A) For warm ups here, even if such an assignment was for a private party with a legitmate intended use, the assignment would be "Complex" per any and all USPAP definitions of it. That would mean any and all "Licensed" appraisers would need a wake up call that if the T.V. was over $250,000 they would all be out of scope of practice. At least they would in my state.
B) Even if this was allowable for all mortgage assignments (which it is not) it certainly would NOT be allowable for every specific subject property there is. Part of the reason every assignment type like this is "Complex" is directly due to the fact that it simply is not possible to do, without gross USPAP violations, regarding every piece of real estate under the sun. Some of them it is literally impossible to develop "Five Acres" with all the required improvements on them including public street access for ingress and egress. At that point, if that cannot be done, the appraiser just opined on a runealizable (completely impossible) hypothetical and the results are not credible in any stretch of the imagination for any intended use.

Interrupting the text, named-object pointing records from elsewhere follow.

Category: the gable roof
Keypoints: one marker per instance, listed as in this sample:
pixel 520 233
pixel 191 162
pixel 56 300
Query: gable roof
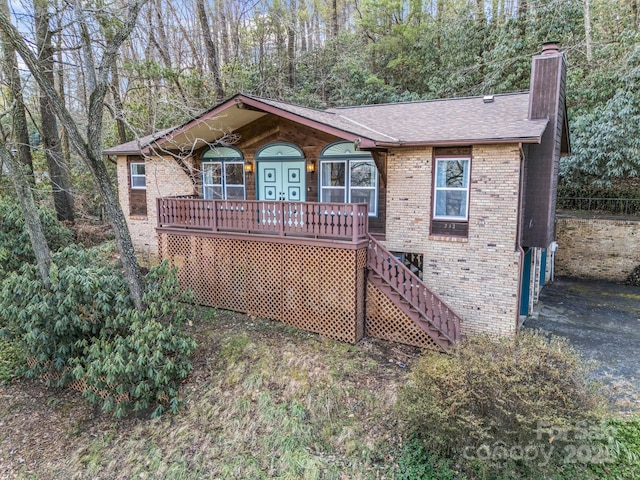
pixel 455 121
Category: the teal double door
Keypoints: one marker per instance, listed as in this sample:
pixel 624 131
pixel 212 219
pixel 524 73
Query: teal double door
pixel 282 181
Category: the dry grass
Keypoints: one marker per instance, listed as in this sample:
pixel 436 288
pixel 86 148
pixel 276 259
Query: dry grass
pixel 263 401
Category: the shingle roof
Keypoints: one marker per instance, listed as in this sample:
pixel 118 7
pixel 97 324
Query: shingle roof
pixel 451 121
pixel 458 120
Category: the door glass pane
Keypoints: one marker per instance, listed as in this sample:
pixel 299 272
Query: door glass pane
pixel 332 174
pixel 333 195
pixel 212 193
pixel 363 174
pixel 234 173
pixel 364 195
pixel 212 173
pixel 451 203
pixel 235 192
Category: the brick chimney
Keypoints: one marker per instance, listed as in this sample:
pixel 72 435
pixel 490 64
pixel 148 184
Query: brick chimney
pixel 546 101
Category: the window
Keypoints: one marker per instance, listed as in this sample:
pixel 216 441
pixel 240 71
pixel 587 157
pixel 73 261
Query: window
pixel 223 174
pixel 138 179
pixel 348 176
pixel 451 188
pixel 451 196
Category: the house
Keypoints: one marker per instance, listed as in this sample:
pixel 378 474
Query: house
pixel 417 222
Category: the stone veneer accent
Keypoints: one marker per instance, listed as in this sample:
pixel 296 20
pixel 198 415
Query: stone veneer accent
pixel 164 178
pixel 597 248
pixel 478 277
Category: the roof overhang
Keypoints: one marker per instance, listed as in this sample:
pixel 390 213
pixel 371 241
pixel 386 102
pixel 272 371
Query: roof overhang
pixel 219 124
pixel 461 141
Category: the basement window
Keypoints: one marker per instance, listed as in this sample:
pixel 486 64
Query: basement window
pixel 450 216
pixel 138 178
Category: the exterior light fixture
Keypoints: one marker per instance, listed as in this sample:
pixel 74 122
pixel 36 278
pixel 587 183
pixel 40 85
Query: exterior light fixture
pixel 311 166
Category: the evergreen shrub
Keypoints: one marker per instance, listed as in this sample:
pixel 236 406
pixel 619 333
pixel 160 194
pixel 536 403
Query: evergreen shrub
pixel 84 328
pixel 492 396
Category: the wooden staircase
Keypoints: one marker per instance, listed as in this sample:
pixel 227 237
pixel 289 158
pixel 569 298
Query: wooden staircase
pixel 413 297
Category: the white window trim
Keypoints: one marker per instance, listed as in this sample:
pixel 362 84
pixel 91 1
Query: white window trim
pixel 223 176
pixel 347 186
pixel 437 189
pixel 137 175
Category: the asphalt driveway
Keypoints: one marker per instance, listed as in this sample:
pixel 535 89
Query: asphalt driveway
pixel 602 320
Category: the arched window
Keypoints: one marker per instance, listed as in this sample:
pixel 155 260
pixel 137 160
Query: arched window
pixel 348 175
pixel 223 174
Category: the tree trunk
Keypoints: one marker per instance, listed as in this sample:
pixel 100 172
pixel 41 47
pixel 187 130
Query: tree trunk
pixel 119 107
pixel 334 19
pixel 58 171
pixel 224 30
pixel 19 120
pixel 587 32
pixel 291 42
pixel 90 150
pixel 210 46
pixel 64 138
pixel 29 212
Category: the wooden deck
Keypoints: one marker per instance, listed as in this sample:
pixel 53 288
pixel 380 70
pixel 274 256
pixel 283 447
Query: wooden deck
pixel 308 264
pixel 327 221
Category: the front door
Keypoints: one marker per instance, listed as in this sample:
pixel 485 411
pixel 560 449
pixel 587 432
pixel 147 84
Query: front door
pixel 281 181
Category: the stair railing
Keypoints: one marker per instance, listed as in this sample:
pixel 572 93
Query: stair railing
pixel 413 291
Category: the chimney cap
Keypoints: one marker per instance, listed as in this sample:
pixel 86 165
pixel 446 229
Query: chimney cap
pixel 549 48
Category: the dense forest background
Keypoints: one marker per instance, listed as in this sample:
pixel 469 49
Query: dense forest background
pixel 182 57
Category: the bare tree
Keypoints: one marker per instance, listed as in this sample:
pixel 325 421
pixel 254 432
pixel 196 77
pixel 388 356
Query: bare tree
pixel 58 170
pixel 89 146
pixel 212 51
pixel 29 211
pixel 19 118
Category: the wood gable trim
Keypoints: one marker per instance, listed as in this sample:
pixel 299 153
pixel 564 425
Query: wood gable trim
pixel 364 142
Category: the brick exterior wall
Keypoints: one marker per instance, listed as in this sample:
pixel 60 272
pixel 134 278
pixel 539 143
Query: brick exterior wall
pixel 479 276
pixel 597 248
pixel 164 178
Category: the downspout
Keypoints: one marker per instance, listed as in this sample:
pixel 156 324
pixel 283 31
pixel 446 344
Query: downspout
pixel 519 236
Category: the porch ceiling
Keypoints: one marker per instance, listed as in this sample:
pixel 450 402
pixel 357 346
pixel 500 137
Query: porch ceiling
pixel 208 130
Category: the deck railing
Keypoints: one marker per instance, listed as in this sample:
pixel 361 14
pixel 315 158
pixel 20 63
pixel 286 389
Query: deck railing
pixel 424 304
pixel 338 221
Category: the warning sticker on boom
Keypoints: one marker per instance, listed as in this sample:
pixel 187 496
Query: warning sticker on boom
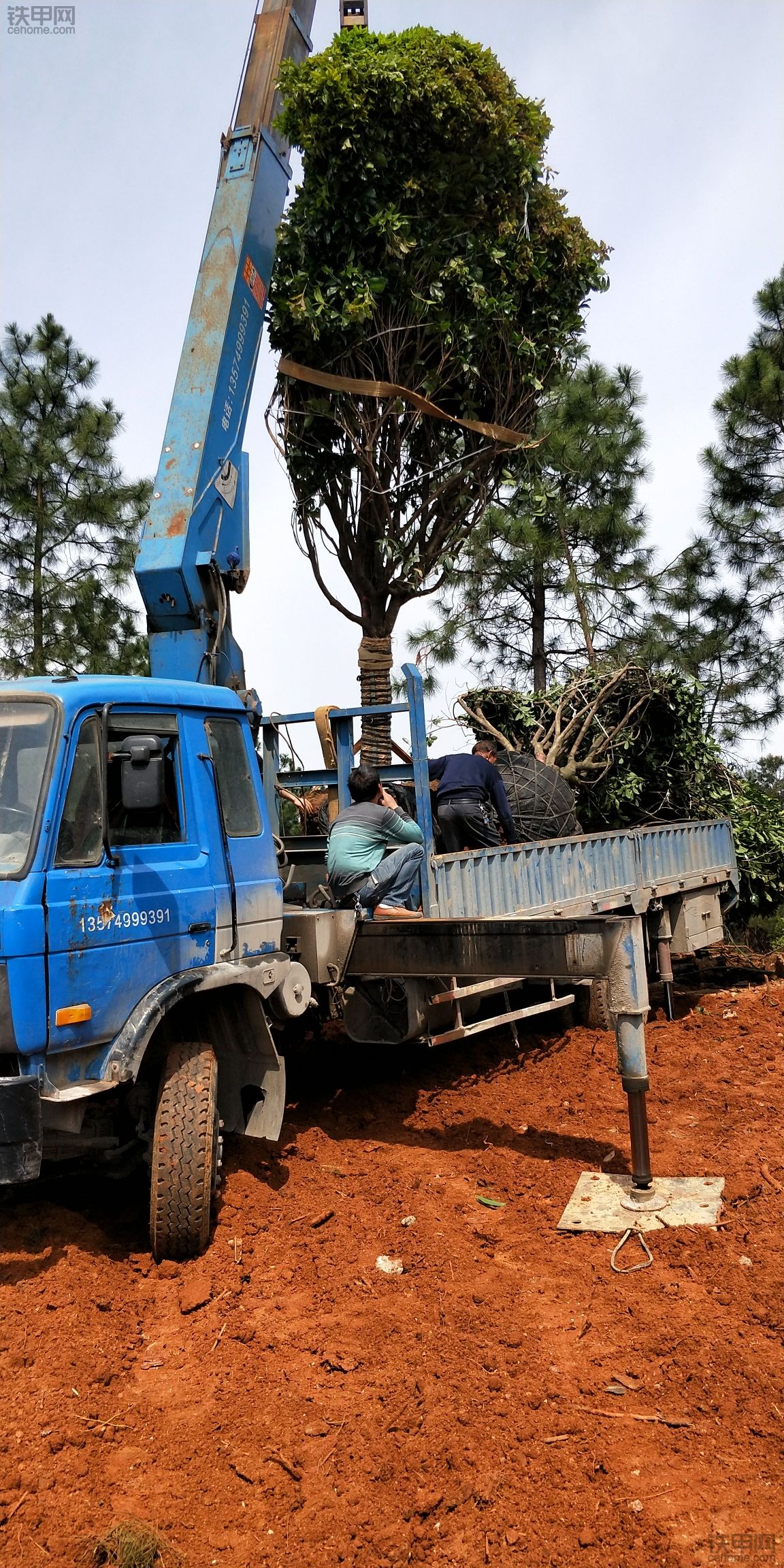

C) Mortgage intended use with the 03/2005 Fannie forms required. I am not going to post on all the reasons why that with a intended use of a mortgage and a requirement to use the SOW on the 03/2005 Fannie forms that Citizens is requiring an unacceptable assignment condition, in my opinion. The problem is all appraisers in this country should know that it is probably an unacceptable assignment condition per their state appraisal board, and apparently, some don't.
On a side note just to weird out some other posters. For every intended use imaginable would a real estate appraiser have to have a site survey of a hypothetical five acres and a provided hypothetical legal description of something that doesn't exist? ... Answer: No ... But that debate is for a different thread. The main point of this thread is, without so far knowing what the Citizen intended use and demanded SOW including required reporting format (you didn't really tell us), the assumption they are requiring option "C" above is very strong and a expectation that a great many uneducated appraisers will be violating USPAP is highly likely.
P.S. Any appraiser that fails to understand that such requirements are asking for multiple real estate appraisals based on multiple HC's is completely messed up from the very git go! ... That second half of the so-called "excess land" has now hypothetically just been turned into it's own separate parcel causing a new hypothetical H&BU and "value" that the dear sweet client has not bothered to define.